How to Fix an App that Crashes in Release but not Debug

Posted on November 30, 2011 by kenc in iDevBlogADay

I recently submitted version 1.16 of Charmed to the App Store, which included a new OpenFeint version, and a new Tap Me SDK version.  In addition, this was the first version of Charmed to be built under any version of Xcode 4.x.

Everything seemed to go smoothly with the submission and it was soon posted to the App Store.  With over 71,000 updates in 4 days and no complaints, I thought everything was good.

Then a couple of days ago I got an email from a player saying that Charmed was crashing when starting a new game.  Then I got another email and another one.

I investigated first on my iPhone 4S, iPod touch 4th gen and iPad.  Charmed worked perfectly on all of them.  I was confused.

Then I tried my old iPhone 3G…BOOM!  It crashed instantly.

Debug This!

I connected the iPhone 3G to my iMac and ran Charmed in Debug mode.  No crash.  Damn!  I hate these kinds of problems!

I tried multiple times with the network connected and disconnected, with OpenFeint enabled and disabled, after upgrading from version 1.15 and after a fresh install.  It worked fine every time.

I wasn’t sure where to look next, so I started to think about what the differences could be, and decided to check the Build Settings.  The new Build Settings dialog in Xcode 4 was a big help.  Being able to see the different settings for Debug and Release mode at the same time is a great feature.

One of the differences that jumped out at me was the Optmization Level setting.  The Debug version was set to None [-O0], while the Release version was set to Fastest, Smallest [-Os].

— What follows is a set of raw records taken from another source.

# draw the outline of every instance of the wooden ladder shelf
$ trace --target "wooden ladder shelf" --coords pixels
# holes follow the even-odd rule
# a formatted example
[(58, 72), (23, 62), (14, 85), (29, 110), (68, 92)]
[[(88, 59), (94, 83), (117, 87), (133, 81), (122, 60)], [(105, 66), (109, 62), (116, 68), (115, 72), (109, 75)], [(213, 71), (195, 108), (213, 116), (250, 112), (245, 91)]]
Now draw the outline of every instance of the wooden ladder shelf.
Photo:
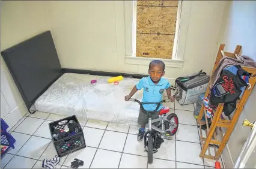
[[(236, 58), (236, 55), (239, 55), (242, 51), (242, 46), (239, 45), (236, 46), (234, 53), (223, 52), (224, 47), (224, 44), (220, 45), (213, 67), (213, 73), (218, 65), (219, 61), (222, 58), (223, 54), (226, 56)], [(231, 115), (228, 117), (228, 120), (222, 120), (221, 119), (221, 114), (222, 113), (224, 104), (219, 104), (216, 110), (213, 110), (214, 117), (213, 118), (211, 117), (211, 125), (209, 127), (208, 122), (209, 119), (206, 117), (206, 111), (204, 110), (204, 104), (202, 105), (197, 119), (197, 123), (200, 125), (200, 141), (202, 144), (202, 150), (200, 155), (200, 156), (201, 158), (215, 160), (219, 159), (227, 141), (228, 141), (230, 135), (234, 129), (240, 114), (243, 110), (243, 107), (252, 91), (254, 84), (256, 82), (256, 77), (254, 77), (254, 76), (256, 74), (256, 68), (246, 67), (242, 67), (242, 68), (253, 75), (251, 76), (249, 79), (249, 83), (251, 84), (251, 87), (249, 89), (248, 89), (248, 87), (246, 87), (240, 102), (237, 104), (236, 109), (234, 111)], [(204, 97), (207, 97), (210, 92), (209, 86), (210, 83), (208, 85)], [(202, 117), (203, 116), (205, 116), (206, 122), (202, 121)], [(203, 132), (201, 127), (203, 125), (206, 125), (205, 135), (203, 135)], [(224, 128), (224, 129), (222, 129), (222, 128)], [(210, 149), (212, 146), (213, 147), (213, 148), (214, 150), (213, 149)], [(211, 150), (212, 150), (211, 151)], [(206, 153), (207, 150), (208, 150), (208, 154)]]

I changed the Debug setting to Fastest, Smallest [-Os] and BOOM, it crashed on the iPhone 3G every time I ran it.  Switching it back to None [-O0] brought back the correct behavior.

I did a Google search and found a question on stackoverflow.com saying exactly the same thing.

After some testing to ensure that performance was not majorly affected, and that it ran on all my devices, I submitted version 1.17 of Charmed to iTunesConnect.

The world is safe again for people to play Charmed on older devices (the update is now live on iTunes).

I’m All Thumbs

I wanted to get a quick fix out there ASAP, so the above change was good enough for now, however, during my investigations I found out about the Thumb instruction set.

Basically, Apple CPUs understand two instructions sets, the normal ARM instructions and a reduced size instruction set called Thumb.  The one limitation of the Thumb instruction set is that it has poor floating point performance.  So you trade off slower floating point for smaller executable size.

To complicate matters though, Apples armv7 processors support Thumb-2, which has good floating point performance.

The solution appears to be to add a build setting that builds the ARM instructions for armv6 devices for older devices, but uses Thumb-2 for the new armv7 devices.

I don’t yet know if building for the ARM instruction set on armv6 devices will fix my code generation problem, but I’ll be giving it a try sometime soon.

Lesson Learned

From now on, when I am in the final testing phase, I will test with the Optimization Level set to Fastest, Smallest [-Os] in Debug mode to more closely simulate the code that will be generated & running on the user’s device.

Hopefully this will allow me to catch this type of problem in the future before it gets into customers hands.

Of course if would also be nice if Apple were to fix this code generation bug in Xcode, but given that they are not even updating iOS for these older devices, I don’t expect that they will put much effort behind this.